This intrinsic sets aside some memory space, which is usually used for an array, and returns the starting address of this space. The argument specifies the number of bytes to be reserved. For example:

 

       Data:= Reserve(1000);                \1000 bytes or 500 integers

 

Space reserved in a procedure is released when the procedure returns.

 

All reserves are done dynamically. This means that the program starts out with a small memory allocation of 32K for Reserves. As a program Reserves more memory, the runtime package checks to see if the current memory allocation has been exceeded. If it has, the program expands the memory allocation to accommodate the request.
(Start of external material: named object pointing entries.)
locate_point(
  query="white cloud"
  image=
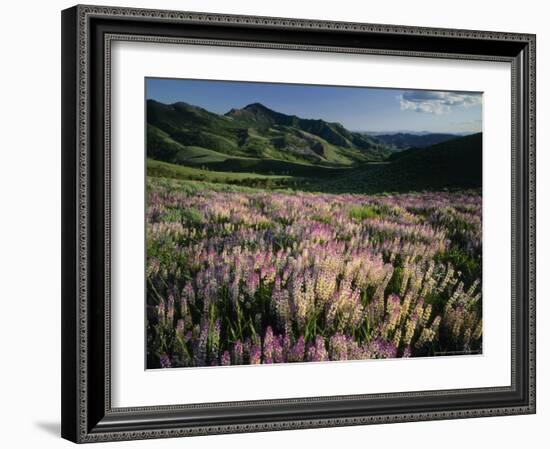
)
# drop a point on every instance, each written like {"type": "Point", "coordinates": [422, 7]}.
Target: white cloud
{"type": "Point", "coordinates": [433, 102]}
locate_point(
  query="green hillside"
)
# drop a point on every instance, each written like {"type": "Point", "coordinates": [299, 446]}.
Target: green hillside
{"type": "Point", "coordinates": [181, 133]}
{"type": "Point", "coordinates": [452, 164]}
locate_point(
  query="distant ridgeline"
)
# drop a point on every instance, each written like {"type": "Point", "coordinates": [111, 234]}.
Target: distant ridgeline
{"type": "Point", "coordinates": [309, 154]}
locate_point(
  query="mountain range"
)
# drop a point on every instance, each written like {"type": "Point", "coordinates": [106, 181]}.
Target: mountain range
{"type": "Point", "coordinates": [315, 153]}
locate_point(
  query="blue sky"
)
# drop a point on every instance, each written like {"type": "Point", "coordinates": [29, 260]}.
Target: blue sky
{"type": "Point", "coordinates": [357, 108]}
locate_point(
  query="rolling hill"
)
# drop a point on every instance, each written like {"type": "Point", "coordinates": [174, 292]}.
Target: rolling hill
{"type": "Point", "coordinates": [403, 141]}
{"type": "Point", "coordinates": [253, 138]}
{"type": "Point", "coordinates": [454, 164]}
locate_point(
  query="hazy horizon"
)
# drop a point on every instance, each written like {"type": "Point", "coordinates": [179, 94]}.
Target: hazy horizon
{"type": "Point", "coordinates": [362, 109]}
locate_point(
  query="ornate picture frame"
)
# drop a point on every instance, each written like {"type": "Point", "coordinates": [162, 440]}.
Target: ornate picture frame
{"type": "Point", "coordinates": [87, 35]}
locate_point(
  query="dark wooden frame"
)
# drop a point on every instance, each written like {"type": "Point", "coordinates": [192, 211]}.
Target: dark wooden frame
{"type": "Point", "coordinates": [87, 32]}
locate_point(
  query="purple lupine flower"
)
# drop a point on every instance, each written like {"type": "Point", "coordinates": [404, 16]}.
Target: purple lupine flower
{"type": "Point", "coordinates": [268, 345]}
{"type": "Point", "coordinates": [297, 352]}
{"type": "Point", "coordinates": [225, 359]}
{"type": "Point", "coordinates": [165, 361]}
{"type": "Point", "coordinates": [180, 327]}
{"type": "Point", "coordinates": [317, 352]}
{"type": "Point", "coordinates": [338, 347]}
{"type": "Point", "coordinates": [215, 341]}
{"type": "Point", "coordinates": [238, 353]}
{"type": "Point", "coordinates": [161, 311]}
{"type": "Point", "coordinates": [278, 355]}
{"type": "Point", "coordinates": [255, 355]}
{"type": "Point", "coordinates": [200, 355]}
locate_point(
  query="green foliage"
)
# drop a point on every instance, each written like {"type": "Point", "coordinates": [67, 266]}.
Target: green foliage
{"type": "Point", "coordinates": [364, 212]}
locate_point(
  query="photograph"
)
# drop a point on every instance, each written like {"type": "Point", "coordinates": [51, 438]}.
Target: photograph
{"type": "Point", "coordinates": [307, 223]}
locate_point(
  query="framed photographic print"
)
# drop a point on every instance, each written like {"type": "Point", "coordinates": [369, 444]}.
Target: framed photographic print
{"type": "Point", "coordinates": [284, 223]}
This way, a program only uses the amount of memory that is actually needed. Once memory has been expanded to accommodate a Reserve, it stays expanded until the program terminates. Since EXPL returns memory to its own pool when it exits from procedures, the expanded space becomes available for other uses in other parts of the program.

 

Reserve memory allocations are optimized for speed. You can do thousands of small allocations in a short time. For example, in a test application, EXPL  was able to do one million Reserves of 500 bytes each in less than one second. This is less than one microsecond per Reserve.

 

The upper limit of the allocation is set to the maximum size of an integer. For 32-bit EXPL this is 2 gigabytes. On a typical Windows system with at least 2 gigabytes of RAM, you can allocate up to 1.2 gigabytes of memory without any side effects, such as slowing other applications or interfering with the operating system. Beyond 1.2 gigabytes, Windows' memory manager usually needs to rearrange memory to create such a large, contiguous block of memory, and this process can take several seconds of disk swapping. Allocations of more than 1.4 gigabytes will usually fail. This is because Windows is using around 600K of memory for its kernel functions, and these blocks are locked in hardware memory and can't be swapped out. Of course, all these limits can vary depending on how much memory is installed on the computer, what other applications are running, and how the computer is configured.